Kunjungan kerja ini sengaja dirancang jauh dari kesan protokoler yang kaku. Pendekatan bernuansa santai dipilih agar ruang diskusi antara jajaran pemerintah dan warga akar rumput berjalan natural tanpa sekat hierarki. Fokus utamanya bermuara pada pengumpulan aspirasi riil, mulai dari tingkat aparat kampung hingga masyarakat biasa.
“Sebenarnya, kunjungan kerja ke sini tidak terlalu resmi, kami ke sini tujuannya ke aparat kampung untuk mendengar aspirasi dari masyarakat,” jelas Apolo Safanpo di Distrik Okaba, Rabu, (25/02/2026).
Usai memberikan pengantar singkat, ruang pertemuan menjadi lebih hangat dan interaktif. Pejabat nomor satu di Papua Selatan itu langsung mempersilakan warga untuk memaparkan ragam persoalan yang mereka hadapi sehari-hari.

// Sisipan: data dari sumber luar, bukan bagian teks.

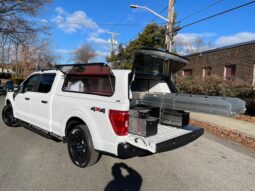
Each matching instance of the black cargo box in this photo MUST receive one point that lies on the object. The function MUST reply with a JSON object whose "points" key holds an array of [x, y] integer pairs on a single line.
{"points": [[144, 127], [174, 117]]}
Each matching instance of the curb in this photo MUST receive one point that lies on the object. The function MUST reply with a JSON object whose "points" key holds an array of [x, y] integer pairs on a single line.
{"points": [[226, 133]]}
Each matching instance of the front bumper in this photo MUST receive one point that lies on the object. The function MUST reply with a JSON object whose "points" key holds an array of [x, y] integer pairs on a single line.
{"points": [[126, 150]]}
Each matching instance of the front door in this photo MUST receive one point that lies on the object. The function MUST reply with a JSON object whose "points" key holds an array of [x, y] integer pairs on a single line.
{"points": [[22, 101]]}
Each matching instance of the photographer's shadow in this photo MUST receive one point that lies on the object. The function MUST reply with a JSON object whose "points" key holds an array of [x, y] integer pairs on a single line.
{"points": [[132, 181]]}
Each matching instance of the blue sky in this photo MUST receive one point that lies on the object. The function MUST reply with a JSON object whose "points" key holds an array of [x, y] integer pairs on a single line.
{"points": [[78, 21]]}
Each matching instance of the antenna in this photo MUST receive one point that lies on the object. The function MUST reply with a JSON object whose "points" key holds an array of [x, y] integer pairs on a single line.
{"points": [[113, 41]]}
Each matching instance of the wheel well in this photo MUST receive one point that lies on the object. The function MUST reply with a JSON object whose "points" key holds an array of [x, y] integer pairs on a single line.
{"points": [[71, 122], [8, 102]]}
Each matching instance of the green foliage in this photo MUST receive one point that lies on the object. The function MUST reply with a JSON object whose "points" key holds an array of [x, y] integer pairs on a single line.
{"points": [[5, 75], [153, 36]]}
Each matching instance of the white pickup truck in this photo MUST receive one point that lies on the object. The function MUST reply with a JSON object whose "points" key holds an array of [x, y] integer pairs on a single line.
{"points": [[88, 107]]}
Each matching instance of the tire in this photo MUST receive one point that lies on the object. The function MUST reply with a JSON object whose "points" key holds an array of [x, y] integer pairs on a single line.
{"points": [[8, 117], [80, 147]]}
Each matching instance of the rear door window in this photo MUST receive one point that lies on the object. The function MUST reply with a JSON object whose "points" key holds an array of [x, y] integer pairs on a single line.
{"points": [[90, 79], [30, 84], [46, 83]]}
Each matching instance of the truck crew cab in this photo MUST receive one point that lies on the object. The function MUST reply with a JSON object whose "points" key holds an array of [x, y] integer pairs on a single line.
{"points": [[120, 112]]}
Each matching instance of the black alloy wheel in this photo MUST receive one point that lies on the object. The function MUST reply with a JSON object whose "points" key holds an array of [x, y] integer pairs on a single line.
{"points": [[80, 147], [8, 117]]}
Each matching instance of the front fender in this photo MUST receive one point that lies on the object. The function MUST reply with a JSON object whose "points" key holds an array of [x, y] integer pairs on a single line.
{"points": [[9, 99]]}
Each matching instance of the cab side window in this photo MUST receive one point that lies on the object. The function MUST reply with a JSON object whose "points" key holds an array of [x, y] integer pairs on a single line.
{"points": [[46, 83], [30, 84]]}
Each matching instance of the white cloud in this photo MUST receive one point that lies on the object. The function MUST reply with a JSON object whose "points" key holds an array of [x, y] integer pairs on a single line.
{"points": [[44, 21], [97, 40], [60, 10], [102, 53], [234, 39], [64, 51], [76, 21]]}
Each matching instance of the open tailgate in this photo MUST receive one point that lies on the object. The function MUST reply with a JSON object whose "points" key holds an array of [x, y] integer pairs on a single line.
{"points": [[167, 138]]}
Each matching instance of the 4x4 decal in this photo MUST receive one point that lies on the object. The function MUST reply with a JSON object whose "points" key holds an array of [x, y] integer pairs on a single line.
{"points": [[102, 110]]}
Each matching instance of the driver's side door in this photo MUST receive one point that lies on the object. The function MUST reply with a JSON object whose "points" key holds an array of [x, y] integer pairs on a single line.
{"points": [[22, 101]]}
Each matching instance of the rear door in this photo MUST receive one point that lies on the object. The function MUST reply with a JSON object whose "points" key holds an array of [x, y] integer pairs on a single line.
{"points": [[41, 102]]}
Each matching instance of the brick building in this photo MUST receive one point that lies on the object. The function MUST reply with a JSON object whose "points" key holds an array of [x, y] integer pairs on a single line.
{"points": [[235, 61]]}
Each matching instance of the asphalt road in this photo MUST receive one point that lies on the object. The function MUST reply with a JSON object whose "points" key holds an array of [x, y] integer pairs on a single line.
{"points": [[31, 162]]}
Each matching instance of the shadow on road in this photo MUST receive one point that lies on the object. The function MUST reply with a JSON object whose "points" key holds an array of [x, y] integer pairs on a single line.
{"points": [[132, 181]]}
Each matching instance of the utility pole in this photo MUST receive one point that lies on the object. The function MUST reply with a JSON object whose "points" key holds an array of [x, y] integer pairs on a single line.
{"points": [[170, 25], [113, 40]]}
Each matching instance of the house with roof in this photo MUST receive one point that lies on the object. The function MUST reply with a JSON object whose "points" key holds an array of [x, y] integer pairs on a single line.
{"points": [[229, 62]]}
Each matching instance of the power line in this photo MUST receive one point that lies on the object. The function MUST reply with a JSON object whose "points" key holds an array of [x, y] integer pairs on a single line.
{"points": [[200, 10], [217, 14]]}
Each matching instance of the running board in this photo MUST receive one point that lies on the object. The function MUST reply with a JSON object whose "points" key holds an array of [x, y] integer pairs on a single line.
{"points": [[226, 106]]}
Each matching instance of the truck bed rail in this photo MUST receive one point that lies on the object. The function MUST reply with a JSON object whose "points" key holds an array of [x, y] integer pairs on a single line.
{"points": [[226, 106]]}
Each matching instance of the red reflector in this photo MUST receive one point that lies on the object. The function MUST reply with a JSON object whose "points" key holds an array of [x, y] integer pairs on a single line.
{"points": [[119, 121]]}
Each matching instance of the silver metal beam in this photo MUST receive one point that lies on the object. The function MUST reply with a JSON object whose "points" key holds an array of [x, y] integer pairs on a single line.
{"points": [[226, 106]]}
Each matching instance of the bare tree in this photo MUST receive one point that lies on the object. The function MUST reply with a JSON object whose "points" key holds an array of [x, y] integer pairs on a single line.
{"points": [[84, 53], [15, 18]]}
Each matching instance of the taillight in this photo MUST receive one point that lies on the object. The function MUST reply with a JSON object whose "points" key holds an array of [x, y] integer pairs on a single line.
{"points": [[119, 121]]}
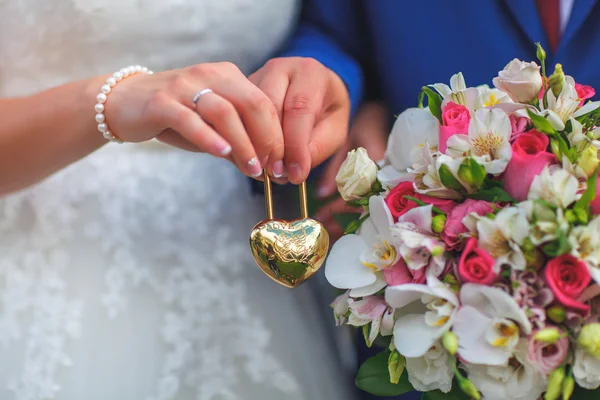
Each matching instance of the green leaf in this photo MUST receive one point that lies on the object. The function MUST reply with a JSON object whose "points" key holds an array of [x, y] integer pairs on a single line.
{"points": [[494, 194], [434, 101], [448, 179], [374, 378], [590, 193], [540, 123]]}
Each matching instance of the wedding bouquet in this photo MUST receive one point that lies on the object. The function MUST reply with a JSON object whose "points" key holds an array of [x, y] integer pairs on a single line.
{"points": [[476, 262]]}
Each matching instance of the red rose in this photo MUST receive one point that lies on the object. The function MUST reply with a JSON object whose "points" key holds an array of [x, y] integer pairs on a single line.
{"points": [[568, 277], [399, 205], [455, 120], [584, 92], [476, 265], [528, 160]]}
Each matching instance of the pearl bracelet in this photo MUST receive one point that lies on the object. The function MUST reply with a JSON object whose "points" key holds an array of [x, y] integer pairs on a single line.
{"points": [[103, 96]]}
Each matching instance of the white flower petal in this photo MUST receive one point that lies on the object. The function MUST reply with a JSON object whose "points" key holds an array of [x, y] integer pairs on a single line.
{"points": [[343, 268]]}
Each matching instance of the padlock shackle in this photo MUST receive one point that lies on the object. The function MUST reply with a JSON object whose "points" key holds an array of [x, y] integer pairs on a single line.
{"points": [[269, 197]]}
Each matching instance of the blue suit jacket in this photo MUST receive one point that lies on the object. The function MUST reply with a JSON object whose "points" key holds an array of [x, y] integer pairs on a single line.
{"points": [[389, 49]]}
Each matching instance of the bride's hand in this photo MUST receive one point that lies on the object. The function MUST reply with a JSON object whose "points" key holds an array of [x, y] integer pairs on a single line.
{"points": [[235, 121]]}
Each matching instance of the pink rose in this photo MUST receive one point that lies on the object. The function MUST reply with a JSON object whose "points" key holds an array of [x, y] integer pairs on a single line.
{"points": [[518, 125], [455, 120], [399, 205], [400, 274], [584, 92], [567, 277], [476, 265], [528, 160], [454, 228], [596, 201], [547, 357]]}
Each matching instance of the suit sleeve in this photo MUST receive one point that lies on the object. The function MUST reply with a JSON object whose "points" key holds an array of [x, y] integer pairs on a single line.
{"points": [[330, 32]]}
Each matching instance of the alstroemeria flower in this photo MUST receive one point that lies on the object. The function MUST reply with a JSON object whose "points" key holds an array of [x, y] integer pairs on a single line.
{"points": [[489, 134], [585, 245], [423, 314], [488, 325], [503, 236], [419, 246], [372, 310], [355, 261], [517, 380], [556, 186]]}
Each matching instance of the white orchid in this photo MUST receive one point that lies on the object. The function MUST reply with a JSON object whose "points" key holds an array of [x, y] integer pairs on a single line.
{"points": [[586, 369], [517, 380], [503, 236], [546, 222], [355, 261], [488, 325], [371, 310], [585, 245], [488, 139], [412, 129], [457, 92], [423, 314], [556, 186], [419, 246], [431, 371]]}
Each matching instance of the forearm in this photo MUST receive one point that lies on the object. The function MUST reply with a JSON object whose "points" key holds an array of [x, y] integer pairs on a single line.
{"points": [[42, 133]]}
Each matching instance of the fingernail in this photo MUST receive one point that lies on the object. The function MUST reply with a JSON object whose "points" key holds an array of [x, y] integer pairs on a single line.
{"points": [[255, 167], [278, 169], [294, 171], [225, 150]]}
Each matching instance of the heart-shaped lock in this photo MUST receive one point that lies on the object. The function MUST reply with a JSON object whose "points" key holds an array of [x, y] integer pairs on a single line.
{"points": [[289, 252]]}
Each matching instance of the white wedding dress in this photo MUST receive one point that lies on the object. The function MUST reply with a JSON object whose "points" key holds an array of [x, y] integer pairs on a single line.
{"points": [[128, 276]]}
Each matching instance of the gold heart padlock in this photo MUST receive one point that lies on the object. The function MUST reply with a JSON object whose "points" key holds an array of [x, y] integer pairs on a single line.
{"points": [[289, 252]]}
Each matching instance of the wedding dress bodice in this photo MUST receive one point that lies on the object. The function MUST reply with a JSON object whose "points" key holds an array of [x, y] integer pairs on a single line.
{"points": [[128, 275]]}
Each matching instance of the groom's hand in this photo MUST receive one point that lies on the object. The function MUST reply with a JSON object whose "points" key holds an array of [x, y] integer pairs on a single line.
{"points": [[313, 106]]}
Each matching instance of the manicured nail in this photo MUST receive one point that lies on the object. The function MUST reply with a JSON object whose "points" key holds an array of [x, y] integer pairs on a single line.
{"points": [[278, 169], [255, 167]]}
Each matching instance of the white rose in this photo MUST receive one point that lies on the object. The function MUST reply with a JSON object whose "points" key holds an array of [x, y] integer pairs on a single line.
{"points": [[356, 175], [586, 370], [508, 381], [522, 81], [432, 371]]}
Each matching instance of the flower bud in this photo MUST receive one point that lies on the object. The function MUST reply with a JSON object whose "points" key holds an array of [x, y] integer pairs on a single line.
{"points": [[589, 339], [396, 366], [548, 335], [568, 387], [557, 314], [588, 160], [557, 80], [438, 223], [450, 342], [555, 381]]}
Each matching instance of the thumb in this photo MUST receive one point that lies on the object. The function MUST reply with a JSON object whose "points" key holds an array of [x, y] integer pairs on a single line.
{"points": [[327, 185]]}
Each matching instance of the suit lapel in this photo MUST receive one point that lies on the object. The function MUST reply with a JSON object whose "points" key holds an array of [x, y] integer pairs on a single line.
{"points": [[526, 15], [581, 10]]}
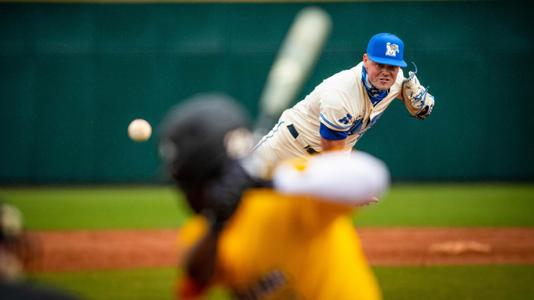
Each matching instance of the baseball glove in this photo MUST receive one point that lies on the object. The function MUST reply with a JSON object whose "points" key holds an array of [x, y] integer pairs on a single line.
{"points": [[417, 100]]}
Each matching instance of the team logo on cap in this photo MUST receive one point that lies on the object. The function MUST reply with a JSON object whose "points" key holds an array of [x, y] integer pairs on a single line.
{"points": [[392, 49]]}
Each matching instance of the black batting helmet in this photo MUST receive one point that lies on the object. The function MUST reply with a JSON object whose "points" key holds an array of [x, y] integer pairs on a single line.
{"points": [[194, 137]]}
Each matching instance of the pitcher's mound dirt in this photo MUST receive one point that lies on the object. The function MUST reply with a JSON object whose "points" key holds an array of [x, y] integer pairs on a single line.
{"points": [[122, 249]]}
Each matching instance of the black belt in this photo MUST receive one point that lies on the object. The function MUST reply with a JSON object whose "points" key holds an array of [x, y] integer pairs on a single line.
{"points": [[295, 134]]}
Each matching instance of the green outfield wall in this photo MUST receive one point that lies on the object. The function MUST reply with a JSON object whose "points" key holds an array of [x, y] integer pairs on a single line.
{"points": [[74, 75]]}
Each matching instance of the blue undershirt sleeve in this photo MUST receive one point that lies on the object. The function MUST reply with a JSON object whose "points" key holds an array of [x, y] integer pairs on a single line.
{"points": [[329, 134]]}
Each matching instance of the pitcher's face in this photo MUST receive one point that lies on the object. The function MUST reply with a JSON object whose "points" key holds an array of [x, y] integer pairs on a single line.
{"points": [[381, 76]]}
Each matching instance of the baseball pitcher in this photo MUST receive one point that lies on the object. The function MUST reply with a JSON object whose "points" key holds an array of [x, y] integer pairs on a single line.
{"points": [[343, 107]]}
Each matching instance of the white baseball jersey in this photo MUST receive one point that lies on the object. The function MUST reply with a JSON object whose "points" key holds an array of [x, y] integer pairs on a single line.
{"points": [[340, 103]]}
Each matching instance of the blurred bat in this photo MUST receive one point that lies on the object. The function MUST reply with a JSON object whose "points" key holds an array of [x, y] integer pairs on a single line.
{"points": [[298, 54]]}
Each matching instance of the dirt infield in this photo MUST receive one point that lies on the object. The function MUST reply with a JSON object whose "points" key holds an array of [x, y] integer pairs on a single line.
{"points": [[123, 249]]}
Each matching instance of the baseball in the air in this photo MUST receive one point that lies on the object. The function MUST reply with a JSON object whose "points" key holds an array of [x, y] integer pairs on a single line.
{"points": [[139, 130]]}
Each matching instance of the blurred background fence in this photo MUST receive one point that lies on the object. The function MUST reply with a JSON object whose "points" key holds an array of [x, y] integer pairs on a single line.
{"points": [[74, 75]]}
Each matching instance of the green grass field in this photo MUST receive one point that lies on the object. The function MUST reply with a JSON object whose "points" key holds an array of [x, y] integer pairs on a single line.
{"points": [[406, 205]]}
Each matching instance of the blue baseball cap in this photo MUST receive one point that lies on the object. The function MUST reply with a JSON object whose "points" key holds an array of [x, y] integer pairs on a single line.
{"points": [[386, 48]]}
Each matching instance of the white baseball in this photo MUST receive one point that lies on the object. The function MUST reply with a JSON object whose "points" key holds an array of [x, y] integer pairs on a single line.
{"points": [[139, 130]]}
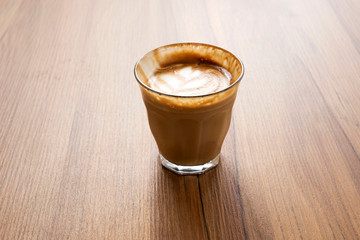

Setelah rampung membedah situasi dasar di Okaba, rombongan pemerintah provinsi ini telah mengatur kompas perjalanan berikutnya menuju Kampung Sanggase guna melanjutkan rangkaian pemantauan daerah.
Sementara itu, mobilitas rombongan pada hari yang sama tidak sekadar berhenti pada urusan penyerapan aspirasi. Menjelang petang hari, rombongan bergeser haluan menuju Distrik Kurik. Di lokasi kedua ini, mereka melebur bersama warga untuk menggelar agenda Safari Ramadan yang ditutup dengan acara buka puasa bersama di Masjid Ataqwa, Kampung Wonorejo.
Dalam kehangatan silaturahmi petang itu, pesan moral dan dukungan spiritual turut disematkan. Mewakili instansinya, Gubernur menyampaikan ucapan selamat menunaikan ibadah puasa 1447 Hijriah, sekaligus menaruh perhatian khusus pada warga yang baru saja ia temui pada pagi harinya.
“Bagi jemaah muslim khususnya di Distrik Okaba, semoga amal ibadahnya diterima oleh Tuhan Yang Maha Kuasa,” tutur Apolo Safanpo di Distrik Kurik, Rabu, (25/02/2026).
Langkah turun ke lapangan yang menyisir dua distrik berbeda dalam satu hari penuh ini menjadi bukti nyata keseriusan pemerintah dalam merajut kedekatan emosional, sekaligus memastikan roda pembangunan di Papua Selatan bergerak sesuai dengan kebutuhan konkret warganya (Rizki).